It's something Derek Lints knows all too well. His son, Daniel, a rural Manitoba teenager who was a hard-working athlete and student, took his own life in February after being sexually exploited online.

In an email Thursday, Lints said he would like to see governments step in and impose more regulations on tech companies.

LISTEN | Parents of Daniel Lints, a 17-year-old victim of sexual exploitation, speak to The Current:

Police issue warnings

The rise in these type of crimes has prompted policing agencies around the world to send out urgent warnings about sextortion involving boys and young men.

The Nova Scotia RCMP issued one of these warnings at the end of July after seeing a large number of money-motivated sextortion reports where boys and girls are being targeted.

RCMP used to see mainly sextortion cases involving girls and women, but that's changed recently, said Corporal Chris Marshall of the RCMP in Nova Scotia.

"I think that's what scammers potentially are seeing, is that this type of scam, not only does it work oftentimes with young girls and young women, but it's also working with young men and with boys," he said.

It's understandable that people would feel uncomfortable coming forward, but they need to realize that they were victims of a crime, and that it needs to be reported as soon as possible, he said.

"You have to realize is that somebody is taking advantage of you and that's not okay," he said.

His advice?

"It would be simply that if you do fall victim to this, it would be to just cease all contact right away and to contact your local police."

Youth perspective

Part of the issue is that social media has never been so integral in young people's lives, said Darius Blades, a Brampton, Ont., teen who works as a consultant with OneChild.ca, an organization focused on preventing the sexual exploitation of children.

"Personally, I feel a lot of that dependance comes from the fact that, you know, social media was something we were kind of indoctrinated with.

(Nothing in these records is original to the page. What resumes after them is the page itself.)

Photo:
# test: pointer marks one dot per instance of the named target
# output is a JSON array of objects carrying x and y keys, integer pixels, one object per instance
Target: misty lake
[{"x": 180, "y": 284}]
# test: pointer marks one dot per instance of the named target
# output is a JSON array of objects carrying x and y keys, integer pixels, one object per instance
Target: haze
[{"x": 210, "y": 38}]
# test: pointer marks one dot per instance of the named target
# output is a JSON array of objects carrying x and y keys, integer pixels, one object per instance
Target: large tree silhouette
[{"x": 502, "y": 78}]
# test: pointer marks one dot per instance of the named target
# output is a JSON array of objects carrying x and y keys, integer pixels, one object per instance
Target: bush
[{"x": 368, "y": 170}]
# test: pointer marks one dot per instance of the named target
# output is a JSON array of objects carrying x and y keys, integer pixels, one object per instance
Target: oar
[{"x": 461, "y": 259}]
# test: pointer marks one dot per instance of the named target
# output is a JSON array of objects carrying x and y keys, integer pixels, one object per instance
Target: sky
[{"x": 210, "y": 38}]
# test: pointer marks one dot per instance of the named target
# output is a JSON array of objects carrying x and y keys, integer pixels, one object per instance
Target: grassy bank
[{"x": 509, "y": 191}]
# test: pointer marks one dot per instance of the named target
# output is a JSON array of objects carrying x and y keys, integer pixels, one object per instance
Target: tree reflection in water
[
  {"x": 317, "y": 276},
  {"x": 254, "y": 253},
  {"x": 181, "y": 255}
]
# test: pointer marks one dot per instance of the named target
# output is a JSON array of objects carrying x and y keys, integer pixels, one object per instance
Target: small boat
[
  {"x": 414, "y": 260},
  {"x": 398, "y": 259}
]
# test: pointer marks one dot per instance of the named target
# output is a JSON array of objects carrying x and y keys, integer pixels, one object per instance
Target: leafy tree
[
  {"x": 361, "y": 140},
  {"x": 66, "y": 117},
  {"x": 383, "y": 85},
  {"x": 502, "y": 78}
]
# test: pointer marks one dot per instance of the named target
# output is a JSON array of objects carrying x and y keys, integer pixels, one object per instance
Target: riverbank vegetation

We grew up with it," he said.

Some work OneChild.ca does involves destigmatizing the issue so that youth don't feel embarrassed to come forward when they are victimized, he said.

"I think a lot of the issue also comes from the fact that when it happens to you, they're not necessarily comfortable with coming forth," he said.

"They may feel embarrassed almost because, you know, they may think they're alone in the issue and they think they're alone in their experiences and what's happening to them."

Blades says he thinks it's important for parents to have conversations with their kids about this, and not to lecture them.

"I know that I shouldn't be sending these types of photos to strangers online, but regardless of that fact, it still happens," he said.

"Look at your children as people as, you know, actual sentient beings with their own thoughts and opinions on a lot of these situations. Ask them where they've come from regarding these issues."